A bombshell Bloomberg report today suggests that the Chinese government has been hacking American companies in a fairly astonishing manner: inserting tiny chips into computers manufactured in China. The report claims that thousands of compromised servers were sold by Supermicro, which once supplied Apple and Amazon datacenters, and that multiple U.S. security agencies have been investigating the breach in a top-secret probe since at least 2014.
According to the report, Chinese spies developed pencil tip-sized chips that could be placed on computer motherboards and resembled innocuous components despite containing their own memory, networking, and processing capabilities. The spies allegedly infiltrated Supermicro’s subcontractors, adding the chips to servers without being detected.
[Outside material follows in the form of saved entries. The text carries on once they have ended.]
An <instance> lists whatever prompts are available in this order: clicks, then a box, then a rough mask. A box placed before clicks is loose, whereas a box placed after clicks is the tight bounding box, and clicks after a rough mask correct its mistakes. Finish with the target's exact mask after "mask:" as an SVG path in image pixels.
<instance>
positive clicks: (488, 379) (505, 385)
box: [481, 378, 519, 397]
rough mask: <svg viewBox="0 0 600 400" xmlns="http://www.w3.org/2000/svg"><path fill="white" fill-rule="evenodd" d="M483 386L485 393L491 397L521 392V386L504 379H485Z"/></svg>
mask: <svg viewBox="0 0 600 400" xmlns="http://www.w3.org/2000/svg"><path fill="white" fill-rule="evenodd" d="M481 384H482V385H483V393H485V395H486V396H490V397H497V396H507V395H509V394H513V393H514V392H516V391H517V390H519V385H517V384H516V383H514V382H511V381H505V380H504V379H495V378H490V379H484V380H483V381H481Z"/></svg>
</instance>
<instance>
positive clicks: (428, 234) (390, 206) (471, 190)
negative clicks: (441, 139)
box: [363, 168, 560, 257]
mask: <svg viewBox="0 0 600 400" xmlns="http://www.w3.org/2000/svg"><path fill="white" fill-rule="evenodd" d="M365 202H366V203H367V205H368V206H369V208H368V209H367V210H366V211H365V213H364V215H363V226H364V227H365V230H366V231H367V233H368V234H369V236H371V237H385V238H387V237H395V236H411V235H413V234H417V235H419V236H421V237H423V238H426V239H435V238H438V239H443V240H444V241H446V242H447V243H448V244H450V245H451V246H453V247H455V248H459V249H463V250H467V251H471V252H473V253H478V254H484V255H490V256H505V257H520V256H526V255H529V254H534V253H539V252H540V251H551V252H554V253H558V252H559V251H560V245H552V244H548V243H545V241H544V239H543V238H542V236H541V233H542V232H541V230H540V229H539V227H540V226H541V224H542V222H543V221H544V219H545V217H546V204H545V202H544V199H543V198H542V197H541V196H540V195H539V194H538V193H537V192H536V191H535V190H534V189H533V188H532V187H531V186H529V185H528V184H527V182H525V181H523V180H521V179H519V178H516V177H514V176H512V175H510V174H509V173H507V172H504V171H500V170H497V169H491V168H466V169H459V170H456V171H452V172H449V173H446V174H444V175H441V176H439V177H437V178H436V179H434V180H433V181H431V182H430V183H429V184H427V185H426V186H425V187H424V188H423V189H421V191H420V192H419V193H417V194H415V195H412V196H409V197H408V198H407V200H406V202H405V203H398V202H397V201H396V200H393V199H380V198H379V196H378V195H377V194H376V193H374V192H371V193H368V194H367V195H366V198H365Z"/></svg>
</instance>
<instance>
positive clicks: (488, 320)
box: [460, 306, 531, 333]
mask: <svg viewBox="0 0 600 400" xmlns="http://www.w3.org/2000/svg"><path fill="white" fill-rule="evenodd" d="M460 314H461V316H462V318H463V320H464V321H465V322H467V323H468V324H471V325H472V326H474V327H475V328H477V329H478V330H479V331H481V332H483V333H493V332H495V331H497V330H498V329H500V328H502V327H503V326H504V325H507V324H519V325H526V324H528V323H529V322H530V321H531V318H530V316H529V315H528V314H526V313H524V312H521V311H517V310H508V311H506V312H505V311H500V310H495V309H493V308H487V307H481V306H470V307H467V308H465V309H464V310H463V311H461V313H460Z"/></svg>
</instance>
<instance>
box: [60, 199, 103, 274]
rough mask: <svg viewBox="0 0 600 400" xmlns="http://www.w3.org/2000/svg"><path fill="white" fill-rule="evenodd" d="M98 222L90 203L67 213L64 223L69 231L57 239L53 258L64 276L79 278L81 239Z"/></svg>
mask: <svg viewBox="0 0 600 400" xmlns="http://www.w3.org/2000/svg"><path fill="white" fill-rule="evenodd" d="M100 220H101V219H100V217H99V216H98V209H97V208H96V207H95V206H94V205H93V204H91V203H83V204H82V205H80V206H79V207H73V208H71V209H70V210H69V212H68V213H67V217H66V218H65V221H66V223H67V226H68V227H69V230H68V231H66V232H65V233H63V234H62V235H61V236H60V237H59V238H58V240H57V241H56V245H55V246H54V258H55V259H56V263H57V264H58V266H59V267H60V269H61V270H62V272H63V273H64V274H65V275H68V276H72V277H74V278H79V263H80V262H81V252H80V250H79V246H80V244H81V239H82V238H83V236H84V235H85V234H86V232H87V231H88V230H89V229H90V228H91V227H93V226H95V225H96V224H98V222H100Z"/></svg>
Once the servers were powered on, the chips compromised the server’s operating system and sat awaiting further instructions from attackers.
China’s goal, Bloomberg says, was to obtain long-term access to government networks and corporate secrets; neither consumer data nor computers sold to consumers are believed to have been affected. Yet as Supermicro is one of the world’s leading server motherboard suppliers and also “dominates” the supply of custom boards used in high-end electronics, its scope in hardware is said to be like Microsoft’s in software. “Attacking Supermicro motherboards is like attacking Windows,” a former U.S. intelligence official told Bloomberg. “It’s like attacking the whole world.”
The current scope of the damage is unclear. While compromised Supermicro servers were apparently sent to nearly 30 companies, U.S. security officials warned at least some to dump the company’s hardware. Investigations have been ongoing, but the White House has been aware of the Chinese initiative since 2014.
Based on information from 17 sources, including U.S. officials and former employees of companies, Bloomberg says Amazon discovered sabotaged hardware and reported it to the government, offering agencies access to the chips, while Apple supposedly reported its findings in mid-2015. The report alleges that Apple originally planned to purchase 20,000 Supermicro servers in 2015 but abruptly ended its relationship with the supplier in 2016 over “an unrelated and relatively minor security incident.”
However, Amazon, Apple, and Supermicro all issued statements explicitly denying the Bloomberg report. Amazon says it “found no evidence to support claims of malicious chips or hardware modifications,” and Apple said the same, adding that it “never had any contact with the FBI or any other agency about such an incident.” Apple went further, suggesting that neither Siri services nor customer data were compromised and that search engine data from acquired company Topsy Labs was stored on 2,000 Supermicro servers that have never “been found to hold malicious chips.”
For its part, the Chinese government responded with a vague proclamation, calling itself “a resolute defender of cybersecurity” and a “victim” of “supply chain safety in cyberspace.” It did not explicitly deny the report’s claims but said that it hopes “parties make less gratuitous accusations and suspicions but conduct more constructive talk and collaboration so that we can work together in building a peaceful, safe, open, cooperative, and orderly cyberspace.”
Today’s report also sheds light on longstanding but vague U.S. concerns that China’s government is using supposedly independent Chinese companies such as Huawei and ZTE to place spying tools within networking hardware and consumer electronics. In addition to explaining how subcontractors can compromise electronics without the purchaser’s knowledge, the report makes it clear that one generation of the spy chips are thin enough to embed between fiberglass board layers, making them impossible to detect without specialized tools and the original engineering schematics for the products.
The only solution — albeit a potentially impractical one — is for a company to fully control and secure its supply and manufacturing chains. Despite the risks identified by the report, it remains to be seen whether companies will take up that challenge or deny that a problem actually exists.
Update at 1:02 p.m. Pacific: Apple has reissued its denial to Bloomberg as a standalone statement, adding that the company has “never heard from the FBI about an investigation of this kind,” has “never found malicious chips in our servers,” and is “not under any kind of gag order or other confidentiality obligations.” Additionally, Apple confirmed that it has been speaking with Bloomberg about the story for 12 months — a considerable amount of time for the story to have been developed and awaiting publication.